Um...fascinating thread!
I was just thinking of this tonight as I saw former T at her clinic while taking one of my kiddos for an appointment with a different therapist.
Let's see...with former T....I've driven past her old house several times over a year or two ago. She just moved to a new house in September, I think. I've been sooo good! I haven't driven past her new house. Although, I Google mapped it and it is closer to my place, so it's incredibly tempting! I've done court searches on her, know what types of cars she drives (because I saw her getting into her cars a few times), and I've seen all of her stuff on Facebook that she shares rather openly. I feel like that's how I keep my attachment to her. I'll look at a photo of her and I remember our good sessions or something positive. Sometimes I either burst into tears from missing her or I feel really happy that she came into my life and that we had an opportunity to share and learn and grow from each other.
A few weeks ago I left a message on her voice mail thanking her for something. I've also kept the two voice mails that she left me over the last year. It's nice to just hear her voice.
When I saw her tonight, I longed to be with her in her office. Then again, I felt like I was getting the cold shoulder and feeling rejected. I'm sure that was just my odd perspective though.

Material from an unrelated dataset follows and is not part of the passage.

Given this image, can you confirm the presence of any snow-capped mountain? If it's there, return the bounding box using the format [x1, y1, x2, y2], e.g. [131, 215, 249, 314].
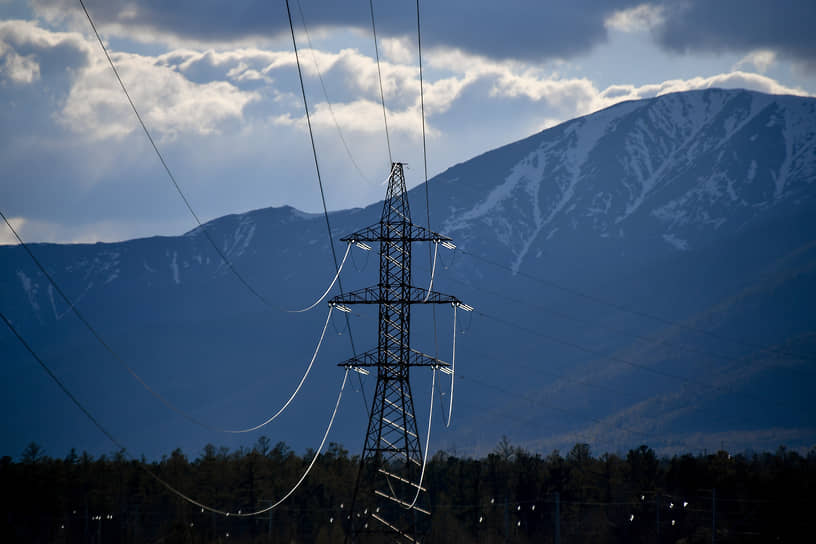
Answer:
[0, 90, 816, 455]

Anyway, about her FB page...I've seen her pics of her, her pets, and one of her kids. She used to have a boyfriend a year and a half ago that sounded pretty serious for a while, but then she started telling him what to do over on his FB page. I watched some of this drama unfold on her FB page. I also looked up articles written by her boyfriend (as he is a published T and runs his own business). Then, I ran into T in the real world and I had the feeling that she broke up with him or something wasn't going right. I had a dream about them breaking up and a couple of weeks later they did because her relationship status changed. I felt so sad for her. I had just broken up with a boyfriend around the same time. We started dating our boyfriends around the same time also. Strange!
The other thing is T was so open with me about some things...it's almost as if she wanted me to cross boundaries. She let me know where she hangs out around town and approximately when, so if I ran into her we could chit chat (nothing more). She did make it very clear that she would not be going out to supper with me or anything like that. I also have her cell #, but I only have used it 3 times in the last 3 years.

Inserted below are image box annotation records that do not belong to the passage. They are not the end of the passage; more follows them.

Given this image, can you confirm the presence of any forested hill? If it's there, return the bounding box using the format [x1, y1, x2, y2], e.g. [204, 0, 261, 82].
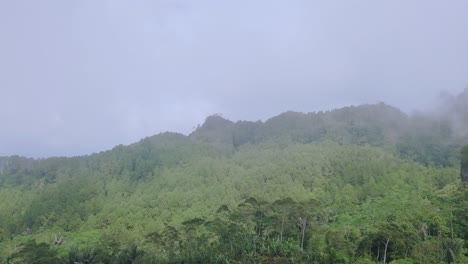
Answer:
[0, 91, 468, 263]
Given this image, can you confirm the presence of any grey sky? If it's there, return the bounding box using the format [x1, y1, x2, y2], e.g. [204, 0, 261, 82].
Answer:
[0, 0, 468, 157]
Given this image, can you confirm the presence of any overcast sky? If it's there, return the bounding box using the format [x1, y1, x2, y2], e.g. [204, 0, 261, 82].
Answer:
[0, 0, 468, 157]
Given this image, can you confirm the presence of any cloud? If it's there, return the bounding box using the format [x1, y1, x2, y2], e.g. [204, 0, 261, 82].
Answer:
[0, 0, 468, 157]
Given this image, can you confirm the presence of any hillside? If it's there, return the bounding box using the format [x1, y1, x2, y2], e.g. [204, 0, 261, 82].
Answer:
[0, 95, 468, 263]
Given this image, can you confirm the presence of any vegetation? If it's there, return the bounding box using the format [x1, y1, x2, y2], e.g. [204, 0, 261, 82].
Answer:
[0, 93, 468, 264]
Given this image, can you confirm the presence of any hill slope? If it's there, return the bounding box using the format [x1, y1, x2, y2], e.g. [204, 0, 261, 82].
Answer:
[0, 94, 468, 263]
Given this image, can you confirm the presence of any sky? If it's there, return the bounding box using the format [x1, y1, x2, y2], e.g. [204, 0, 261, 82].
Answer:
[0, 0, 468, 157]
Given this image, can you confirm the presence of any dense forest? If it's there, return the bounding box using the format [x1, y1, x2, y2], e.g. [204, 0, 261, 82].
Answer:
[0, 90, 468, 264]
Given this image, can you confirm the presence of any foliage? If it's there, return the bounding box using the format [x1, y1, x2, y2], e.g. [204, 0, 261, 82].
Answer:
[0, 104, 468, 263]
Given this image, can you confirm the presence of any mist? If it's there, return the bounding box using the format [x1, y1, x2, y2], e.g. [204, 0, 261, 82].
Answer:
[0, 0, 468, 157]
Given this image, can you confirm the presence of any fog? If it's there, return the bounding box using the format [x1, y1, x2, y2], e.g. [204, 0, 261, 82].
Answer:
[0, 0, 468, 157]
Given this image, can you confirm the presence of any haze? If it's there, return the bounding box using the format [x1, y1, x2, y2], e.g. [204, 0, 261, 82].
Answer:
[0, 0, 468, 157]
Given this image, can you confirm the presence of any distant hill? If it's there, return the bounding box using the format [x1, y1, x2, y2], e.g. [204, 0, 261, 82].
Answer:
[0, 90, 468, 264]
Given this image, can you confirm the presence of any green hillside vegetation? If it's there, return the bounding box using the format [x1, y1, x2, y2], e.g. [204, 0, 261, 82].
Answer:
[0, 92, 468, 264]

We terminated our therapy relationship this past fall. It was kind of a mutual decision and insurance related. We had talked about me possibly taking an internship at her office in a few years (she would not supervise me, but more than likely still work there). The more I think about it now though, the more I wonder if that would really work. It would be a dream come true to see my former T in her clinic in passing while I was working there (for free).
Oh..my city is not too small, but definitely not large either...approx. 63,000 people.
ok...that's my story....
I'm interested to find out about everyone else's boundary crossings!